Disorders of neutrophil phagocytic function
1) Chronic granulomatous disease
2) Leukocyte adhesion deficiency
3) Chediak-Higashi Syndrome
4) Neutrophil enzyme deficiency-G6PD,MPO
NOD-like receptor group responsible for the acute inflammation seen in gout
NALP 3
-Monosodium urate crystals(MSU) and Calcium pyrophosphate dihydrate(CPPD) activates the NALP3 inflammasome
Dendritic cells function
– superb APC
– Lurks in tissues as sentinels.
– Activates quiescent naive and memory T(Th,Tc) and B cells.
– Highly potent activators even with low levels of antigen.
– Two distict types: conventional(cDCs) and plasmacytoid(pDC)
Plasmacytoid DC expresses TLR7(RNA virus) and TLR9(DNA virus) in endosomes and induces rapid anti-viral state.
Hereditary Angioedema
-deficiency of C1 inhibitor leading to continuous activation and consumption of C4 and C2.
– C2 is responsible for kinin release that results in vasodilation and increased vascular permeability leading to angioedema.
Clinical presentation:
– Typically school age.
– Recurrent edema that is non pruritic, painless, non whealing and usually resolves within 72 hours.
– Edema can be cutaneous,laryngeal and abdominal (mimics acute abdomen-early diagnosis may avoid unnecessary surgery!!)
Treatment:
- C1-inhibitor concentrate.
- Danazol if frequent attacks
- Tranexamic acid
- ε-aminocaproic acid
APC
External antigen: dendritic cell, macrophage, B-cell (express MHC II)
Internal antigen: All MHC class I positive cells (express MHC I)
serum beta 2 microglobulin
component of the HLA class I molecule -Clinically relevant in reflecting cell turnover
Prognosis in Multiple myeloma and HIV.
-The higher the worse.
Serum tryptase
Tyrptase helpful if collected within 3 hours of IgE mediated reaction.
Used to distinguish mast cell dependent anaphylaxis from other systemic event.
Does NOT differentiate between IgE and non-IgE mediated causes.
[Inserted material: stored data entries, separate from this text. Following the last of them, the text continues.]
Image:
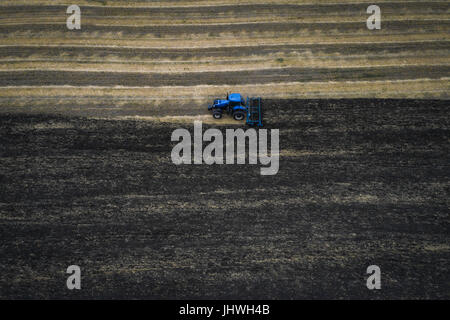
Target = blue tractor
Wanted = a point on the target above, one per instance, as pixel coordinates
(238, 108)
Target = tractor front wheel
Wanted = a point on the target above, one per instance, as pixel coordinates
(217, 115)
(238, 115)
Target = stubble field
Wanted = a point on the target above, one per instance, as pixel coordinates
(86, 176)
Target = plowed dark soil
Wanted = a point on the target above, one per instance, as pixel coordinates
(361, 182)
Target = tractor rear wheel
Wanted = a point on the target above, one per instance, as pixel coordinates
(239, 115)
(217, 115)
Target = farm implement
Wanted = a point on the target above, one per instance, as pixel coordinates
(239, 108)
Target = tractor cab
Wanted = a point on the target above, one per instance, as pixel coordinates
(234, 105)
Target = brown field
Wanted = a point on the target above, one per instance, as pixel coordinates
(85, 171)
(201, 43)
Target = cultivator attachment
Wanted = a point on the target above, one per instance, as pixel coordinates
(254, 111)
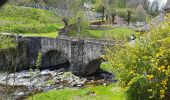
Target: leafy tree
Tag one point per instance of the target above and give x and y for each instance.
(143, 68)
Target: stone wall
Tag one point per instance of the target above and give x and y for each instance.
(83, 55)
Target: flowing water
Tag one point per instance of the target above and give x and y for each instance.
(16, 86)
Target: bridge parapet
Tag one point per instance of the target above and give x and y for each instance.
(83, 55)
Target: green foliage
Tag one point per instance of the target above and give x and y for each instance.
(39, 59)
(15, 19)
(144, 68)
(6, 42)
(115, 33)
(122, 12)
(111, 92)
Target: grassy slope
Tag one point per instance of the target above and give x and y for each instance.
(23, 20)
(116, 33)
(111, 92)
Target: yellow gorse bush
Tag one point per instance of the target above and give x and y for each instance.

most specific for the diagnosis of NSAIDs hypersensitivity
Basophil activation test
acute phase reaction
-IL-1, IL-6 and IL-8, and TNF-α
Positive acute phase proteins (Increase in inflammation):
- C-reactive protein,
- Mannose-binding protein,
- complement factors,
- ferritin,
- ceruloplasmin,
- Serum amyloid A and
- haptoglobin.
- serpins.
- Alpha 2-macroglobulin
Negative acute phase protein (decrease in inflammation): mnemonic “ATTTRA”.
- albumin,
- transferrin
- transthyretin
- transcortin
- retinol-binding protein
- antithrombin
IgG4-positive multiorgan lymphoproliferative syndrome
Characteristic features of IgG(4)+MOLPS are as follow:
1) Serum IgG4 is prominently elevated,
2) IgG4-positive plasma cells infiltrate in involved tissues
3) various mass-forming lesions with fibrosis develop in a timely and spatial manner
4) good response to corticosteroids.
5) no positivity of anti-SS-A/SS-B antibodies
Organ system affected by IgG(4)+MOLPS:
1) autoimmune pancreatitis
2) lacrimal and salivary gland (Mikulicz’s disease)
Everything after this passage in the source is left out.